The sweetishly luring waltz arose. Amadeus Voss ordered champagne. “Drink, Lucile,” he said, “drink, Ingeborg! Life is short, and the flesh demands its delight; and what comes after is the horror of hell.”

He leaned back in his chair and compressed his lips. The two ladies, dressed with the typical extravagance of the Berlin cocotte, giggled. “The dear little doctor is as crazy as they’re made,” one of the two said. “What’s that rot he’s talking again? Is it meant to be indecent or gruesome? You never can tell.”

The other lady remarked deprecatingly: “He’s had a wonderful dinner, he’s smoking a Henry Clay, he’s in charming company, and he talks about the horror of hell. You don’t need us nor the Esplanade for that! I don’t like such expressions. Why don’t you pull yourself together, and try to be normal and good-natured and to have a little spirit, eh?”

They both laughed. Voss blinked his eyes in a bored way. The sweetishly luring waltz ended with an unexpected crash. The naked arms and shoulders, the withering faces of young men, the wrinkled corruption of faces more aged—all blended in the tobacco fumes into a glimmer as of mother of pearl. Visitors to the city came in from the street. They stared into the dazzling room half greedily and half perplexed. Last of all a young girl entered and remained standing at the door. Amadeus Voss jumped up. He had recognized Johanna Schöntag.

He went up to her and bowed. Taken by surprise she smiled with an eagerness that she at once regretted. He asked her questions. She gave a start, as though something were snapping within her, and turned cold eyes upon him. She shuddered at him in memory of her old shudders. Her face was more unbeautiful than ever, but the charm of her whole personality more compelling.

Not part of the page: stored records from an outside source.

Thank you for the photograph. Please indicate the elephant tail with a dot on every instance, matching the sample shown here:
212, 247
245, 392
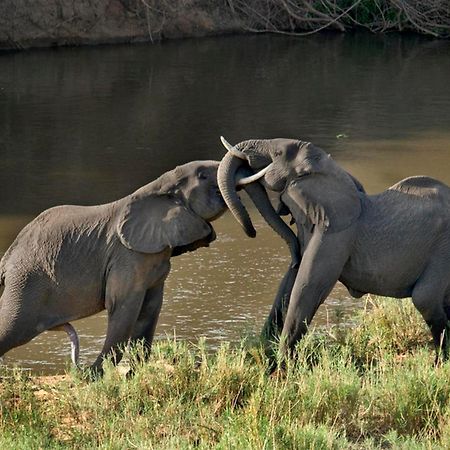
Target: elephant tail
2, 272
74, 341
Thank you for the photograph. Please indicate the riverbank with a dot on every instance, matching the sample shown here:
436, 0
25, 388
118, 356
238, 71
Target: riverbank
369, 387
48, 23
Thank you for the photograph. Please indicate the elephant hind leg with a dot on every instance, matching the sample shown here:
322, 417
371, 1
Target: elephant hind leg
19, 323
429, 300
74, 341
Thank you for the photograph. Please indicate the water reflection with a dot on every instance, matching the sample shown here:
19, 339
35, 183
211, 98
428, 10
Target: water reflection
87, 126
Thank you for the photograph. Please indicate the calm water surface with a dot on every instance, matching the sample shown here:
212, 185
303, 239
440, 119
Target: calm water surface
87, 126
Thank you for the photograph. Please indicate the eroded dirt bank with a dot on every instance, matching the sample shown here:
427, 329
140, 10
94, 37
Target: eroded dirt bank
37, 23
45, 23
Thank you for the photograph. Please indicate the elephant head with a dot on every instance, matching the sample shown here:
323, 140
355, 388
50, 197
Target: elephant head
325, 194
173, 211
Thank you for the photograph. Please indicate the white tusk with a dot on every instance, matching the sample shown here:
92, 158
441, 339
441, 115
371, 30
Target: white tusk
233, 150
254, 177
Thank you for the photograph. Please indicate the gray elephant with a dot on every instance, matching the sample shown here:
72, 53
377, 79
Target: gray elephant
74, 261
396, 243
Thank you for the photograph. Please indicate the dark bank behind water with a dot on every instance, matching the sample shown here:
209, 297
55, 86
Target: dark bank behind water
87, 126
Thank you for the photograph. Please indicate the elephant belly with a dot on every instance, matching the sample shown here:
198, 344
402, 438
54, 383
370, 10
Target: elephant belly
388, 277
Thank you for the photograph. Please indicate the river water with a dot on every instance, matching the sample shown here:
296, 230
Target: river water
89, 125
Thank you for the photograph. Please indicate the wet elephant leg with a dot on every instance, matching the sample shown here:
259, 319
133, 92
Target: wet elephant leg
144, 330
430, 300
123, 311
321, 266
274, 322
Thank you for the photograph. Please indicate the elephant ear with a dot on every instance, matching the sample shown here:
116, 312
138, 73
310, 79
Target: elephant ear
329, 202
151, 223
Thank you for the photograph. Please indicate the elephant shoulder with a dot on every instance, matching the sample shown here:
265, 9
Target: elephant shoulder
424, 187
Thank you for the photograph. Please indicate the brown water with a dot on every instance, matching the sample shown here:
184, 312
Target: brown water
87, 126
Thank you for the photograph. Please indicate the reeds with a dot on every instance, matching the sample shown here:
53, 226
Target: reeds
370, 386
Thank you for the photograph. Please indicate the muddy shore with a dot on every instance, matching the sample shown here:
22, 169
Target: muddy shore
48, 23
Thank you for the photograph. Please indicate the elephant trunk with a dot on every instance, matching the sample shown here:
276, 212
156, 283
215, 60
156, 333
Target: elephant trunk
261, 200
226, 180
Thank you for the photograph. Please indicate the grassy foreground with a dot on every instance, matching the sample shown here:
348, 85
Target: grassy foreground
368, 387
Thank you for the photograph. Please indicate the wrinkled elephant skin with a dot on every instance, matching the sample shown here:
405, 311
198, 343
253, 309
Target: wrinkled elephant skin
396, 243
74, 261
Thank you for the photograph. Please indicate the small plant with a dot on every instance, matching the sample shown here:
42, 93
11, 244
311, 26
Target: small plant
373, 387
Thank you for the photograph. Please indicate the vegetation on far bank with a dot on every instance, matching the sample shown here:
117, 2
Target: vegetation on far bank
370, 386
431, 17
25, 24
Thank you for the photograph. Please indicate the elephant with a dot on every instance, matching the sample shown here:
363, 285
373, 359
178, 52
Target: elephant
395, 243
74, 261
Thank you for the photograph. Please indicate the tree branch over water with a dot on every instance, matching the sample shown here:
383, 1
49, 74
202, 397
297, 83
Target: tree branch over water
303, 17
309, 16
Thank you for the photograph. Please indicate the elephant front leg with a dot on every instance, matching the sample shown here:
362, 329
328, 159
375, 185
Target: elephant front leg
145, 327
274, 322
122, 316
321, 267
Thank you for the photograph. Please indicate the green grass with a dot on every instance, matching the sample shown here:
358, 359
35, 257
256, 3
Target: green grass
373, 386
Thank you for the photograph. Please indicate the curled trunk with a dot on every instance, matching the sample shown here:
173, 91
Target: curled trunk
228, 169
261, 200
226, 180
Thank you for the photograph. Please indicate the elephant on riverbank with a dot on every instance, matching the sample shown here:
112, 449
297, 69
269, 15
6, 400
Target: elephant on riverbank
74, 261
396, 243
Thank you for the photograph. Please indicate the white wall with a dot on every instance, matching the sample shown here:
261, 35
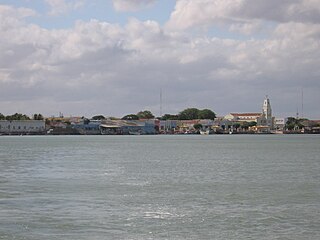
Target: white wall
20, 127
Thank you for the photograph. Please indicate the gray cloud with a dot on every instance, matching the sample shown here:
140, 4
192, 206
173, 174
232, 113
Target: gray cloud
102, 68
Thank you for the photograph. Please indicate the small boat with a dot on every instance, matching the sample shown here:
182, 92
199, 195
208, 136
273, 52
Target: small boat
205, 132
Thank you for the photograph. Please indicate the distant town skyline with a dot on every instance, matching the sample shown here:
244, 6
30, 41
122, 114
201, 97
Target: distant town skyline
114, 57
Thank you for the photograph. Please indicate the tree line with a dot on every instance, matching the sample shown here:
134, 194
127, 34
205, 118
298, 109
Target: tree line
186, 114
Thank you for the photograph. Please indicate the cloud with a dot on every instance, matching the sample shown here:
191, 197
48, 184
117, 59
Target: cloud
59, 7
100, 67
131, 5
242, 14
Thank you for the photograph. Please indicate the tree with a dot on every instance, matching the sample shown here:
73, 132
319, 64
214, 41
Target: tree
98, 117
206, 114
145, 115
189, 114
130, 117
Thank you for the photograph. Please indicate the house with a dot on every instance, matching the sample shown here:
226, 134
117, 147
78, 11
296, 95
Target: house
18, 127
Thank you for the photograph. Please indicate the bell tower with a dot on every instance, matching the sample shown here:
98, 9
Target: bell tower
267, 112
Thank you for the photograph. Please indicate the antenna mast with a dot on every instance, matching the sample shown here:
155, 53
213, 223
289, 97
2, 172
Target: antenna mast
302, 102
160, 102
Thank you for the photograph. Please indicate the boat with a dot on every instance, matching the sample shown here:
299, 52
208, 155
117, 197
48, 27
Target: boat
205, 132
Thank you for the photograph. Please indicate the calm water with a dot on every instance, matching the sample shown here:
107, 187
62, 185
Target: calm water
160, 187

She told him that she had arrived two days ago. At present she was in a hotel, but on the morrow she would move to the house of a cousin near the Tiergarten.

“So you have rich relations?” Voss said tactlessly. He smiled patronizingly, and asked her how long she intended to stay in this nerve-racking city.

Probably throughout the autumn and winter, she told him. She added that she didn’t feel Berlin to be nerve-racking, only tiresome and trivial.